Ugualmente, fin dall’inizio viene sottolineata la forte influenza che ha avuto la dialettica hegeliana, approfonditamente studiata e reinterpretata, sullo sviluppo del pensiero e della modalità di concepire la politica e la filosofia materialista marxianamente intesa, e la necessità del confronto continuo risulta più e più volte rimarcata. Fondamentale appare, in tal senso, il rapporto di confronto/scontro con Pierre Joseph Proudhon. Nel film, l’anarchico francese viene dipinto, anche in maniera eccessivamente caricaturale ma non certo del tutto errata, come un grande intellettuale borghese, del quale Marx rispetta profondamente il pensiero ma critica contemporaneamente la lontananza, fisica e intellettuale, dal mondo proletario, imputandogli una mancanza di “materialismo reale”. D’altra parte, poco o nessuno spazio viene concesso invece al rapporto e al successivo importante dibattito con Michail Bakunin, che al contrario sviluppò il suo pensiero in ambiti ben meno confortevoli.

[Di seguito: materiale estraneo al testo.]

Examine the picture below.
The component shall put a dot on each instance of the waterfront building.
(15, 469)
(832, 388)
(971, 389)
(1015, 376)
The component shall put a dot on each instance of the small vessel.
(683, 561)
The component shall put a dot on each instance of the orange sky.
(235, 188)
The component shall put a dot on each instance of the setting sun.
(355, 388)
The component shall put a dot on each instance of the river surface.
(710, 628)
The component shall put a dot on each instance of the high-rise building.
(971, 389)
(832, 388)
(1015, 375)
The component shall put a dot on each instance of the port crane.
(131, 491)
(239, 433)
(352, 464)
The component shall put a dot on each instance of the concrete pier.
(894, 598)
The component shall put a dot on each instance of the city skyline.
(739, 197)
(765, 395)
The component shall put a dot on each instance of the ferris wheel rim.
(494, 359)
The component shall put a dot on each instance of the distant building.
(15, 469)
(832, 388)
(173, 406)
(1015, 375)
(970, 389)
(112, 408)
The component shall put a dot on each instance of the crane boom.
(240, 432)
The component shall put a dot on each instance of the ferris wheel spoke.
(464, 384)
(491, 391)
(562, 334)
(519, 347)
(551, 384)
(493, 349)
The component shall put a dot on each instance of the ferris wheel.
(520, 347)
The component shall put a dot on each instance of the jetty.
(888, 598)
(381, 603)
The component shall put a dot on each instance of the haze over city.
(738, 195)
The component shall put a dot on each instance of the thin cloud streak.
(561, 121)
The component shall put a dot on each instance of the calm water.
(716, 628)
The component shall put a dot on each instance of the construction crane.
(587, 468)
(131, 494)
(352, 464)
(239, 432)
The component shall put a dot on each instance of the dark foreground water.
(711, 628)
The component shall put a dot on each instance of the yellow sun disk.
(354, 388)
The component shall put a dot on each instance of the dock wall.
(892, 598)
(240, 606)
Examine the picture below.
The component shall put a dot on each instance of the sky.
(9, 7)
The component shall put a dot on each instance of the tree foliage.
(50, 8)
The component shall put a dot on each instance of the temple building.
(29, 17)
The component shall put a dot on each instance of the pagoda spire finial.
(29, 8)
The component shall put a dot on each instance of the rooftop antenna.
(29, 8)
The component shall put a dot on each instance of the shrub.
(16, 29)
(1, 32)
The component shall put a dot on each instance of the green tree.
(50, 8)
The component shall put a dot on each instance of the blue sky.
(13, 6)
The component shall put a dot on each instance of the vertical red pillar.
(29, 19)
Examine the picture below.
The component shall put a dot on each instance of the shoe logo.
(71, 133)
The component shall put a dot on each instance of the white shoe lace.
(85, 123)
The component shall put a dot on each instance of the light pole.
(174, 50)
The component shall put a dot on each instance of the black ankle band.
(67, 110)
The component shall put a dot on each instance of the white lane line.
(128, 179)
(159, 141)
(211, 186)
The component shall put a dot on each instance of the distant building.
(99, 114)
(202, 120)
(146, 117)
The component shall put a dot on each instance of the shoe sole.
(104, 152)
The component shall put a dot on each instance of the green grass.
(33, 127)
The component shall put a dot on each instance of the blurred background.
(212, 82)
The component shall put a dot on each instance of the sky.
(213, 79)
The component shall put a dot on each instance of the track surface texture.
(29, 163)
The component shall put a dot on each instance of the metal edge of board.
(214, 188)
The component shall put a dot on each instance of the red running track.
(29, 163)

A proposito di utilizzo pungente della dialettica, in questo caso presentata più nella forma di giovane entusiasmo rivoluzionario, ultimo colpo di scena del film è l’abile conquista della maggioranza da parte di Engels e Marx i quali, invitati all’incontro annuale della socialista Lega dei Giusti, sosterranno e otterranno la ricostituzione della suddetta come Lega dei Comunisti, sostituendo al vecchio motto “Tutti gli uomini sono fratelli” il celebre “Lavoratori di tutto il mondo, unitevi”. In contemporanea, la stesura e la successiva stampa, nel febbraio 1848, del Manifesto del Partito Comunista.

In chiusura del film, i due registi propongono una carrellata di immagini raffiguranti il “cosa è stato dopo”, vale a dire una rassegna dei principali eventi politici del Ventesimo secolo: dal Che al crollo del Muro di Berlino, da Nelson Mandela, a Margaret Thatcher, fino al movimento Occupy. Il suggerimento vuole forse essere quello che molti dei temi e delle lotte sociali del tempo sono ancora più che mai attuali, così come il dibattito sulla validità o meno del concetto di “classe”. In questa carrellata si nota però la mancanza, forse voluta e discutibile, di un richiamo a quelle che sono state le esperienze concrete del comunismo nel mondo: dall’URSS di Lenin e Stalin alla Cina di Mao fino alla Cuba di Castro.

Nel complesso, nonostante qualche scivolata, si tratta di un film profondo e intelligente che, anche in virtù della bravura degli attori, della scenografia e dell’ottima fotografia, ricostruisce gli albori del comunismo e prova ad avvicinare il pubblico al pensiero originale di Karl Marx senza al contempo farne una figura mitizzata, forse una critica velata alle derive che il marxismo e il comunismo hanno intrapreso con il procedere della storia.